King Charles III is an epic of Shakespearean proportions. Adapted from the 2014 Mike Bartlett play of the same name, it documents a future where upon the death of the Queen, Prince Charles ascends to the throne and refuses to sign a bill put before him by parliament. Bartlett (Doctor Foster, Doctor Who) also wrote the screenplay for the BBC drama, applying political intrigue and scheming to the House of Windsor to make this a must-see piece of television.
The entirety of the ninety-minute drama is scripted in iambic pentameter, which only adds to the Shakespearean feel, whilst also enhancing the intensity of the show. Overall, the scripting of the drama is outstanding, both intellectual but also relevant, and this is a credit to Bartlett’s writing.
Tim Pigott-Smith is impressive in his role as King Charles, his last piece of acting after his death last month. Not only does Smith effectively capture the mannerisms of Prince Charles in a very true to life depiction, he also adds speculative fictional layers to the character, creating a side to him that the public does not often see. Smith depicts Charles as a man of conscience torn between the ghost of his mother and what he feels is his moral duty as King, whilst also faced with the betrayal of his sons, who eventually force him to abdicate the throne he has waited his whole life for.
Charlotte Riley, who plays the Duchess of Cambridge, is scene stealing and there is little doubt over her talent as an actress. Saying that, her portrayal of Kate as a Machiavellian plotter is deposing her father-in-law in favour of her husband will no doubt be controversial; she is presented as the real power behind the crown. Due to this, the character feels at times one-dimensional – especially alongside Smith’s levelled portrayal of Charles – though this seems mostly the fault of the scripting rather than Riley.
The acting and scripting of the drama is superb, but that is not to say it is not without its flaws. One particular weakness is the plotline involving Prince Harry (Richard Goulding, who also played the role in Bartlett’s original play) leaves something to be desired. Harry is shown battling with his desire to lead a normal life with Jess (Tamara Lawrence), his newfound anti-monarchist girlfriend from a council estate, and his duty as the son and brother of a King. This part of the story feels rushed and compressed, focusing on the sensational rather than adding any accurate depth to the character. It serves only to flesh out the concept of the House of Windsor as the scheming bad guys, and as a viewer you are left feeling that maybe this story is better executed in the play.
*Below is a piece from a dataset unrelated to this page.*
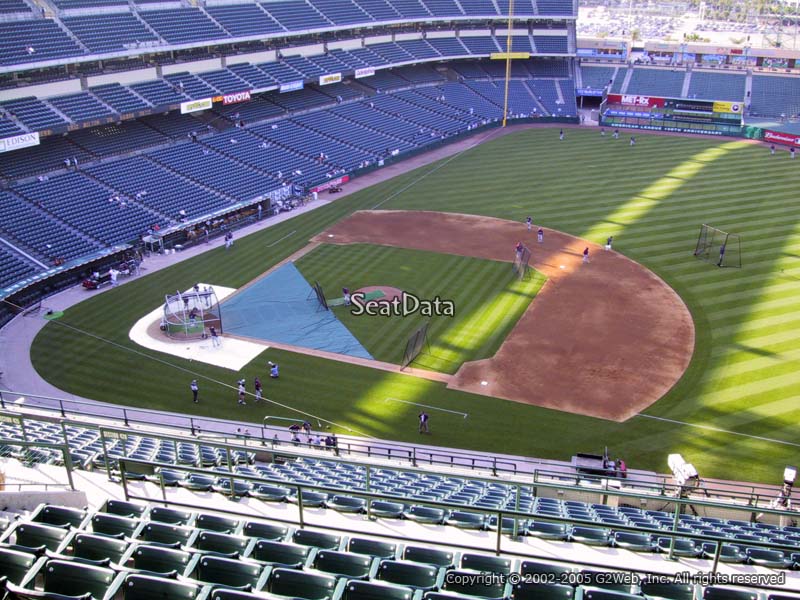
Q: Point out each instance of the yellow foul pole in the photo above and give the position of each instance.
(509, 40)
King Charles III is controversial to say the least, and it is highly probable that the royal family will be unhappy with how they are depicted. With the focus on portraying the royal family as scheming, privileged and shambolic, this drama is definitely targeted at those with republican leadings. The drama certainly focuses on the sensational, both in the main story arc of the King’s refusal to grant assent to a bill (which would never happen in real life), and the more direct claims made about the parentage of Harry.
Whilst the viewer can accept this to a degree as dramatic license, it’s hard to stomach the scenes of the revenge-filled late Princess Diana haunting her ex-husband and sons. Whilst this serves to propel the story forward, the scenes are badly executed and don’t add much to the story itself. These aspects of the show are clearly designed to hype up the contraversy; and this is achieved by the superb acting and use of iambic pentameter in the script.
King Charles III is both well written and well-acted, and the drama makes for compelling but shocking viewing. Though the more sensationalist aspects of the plot are perturbing, Bartlett has successfully written an alternative future which is not far removed from the epic political dramas of William Shakespeare himself.
King Charles III aired on BBC Two and is available to watch via BBC iPlayer.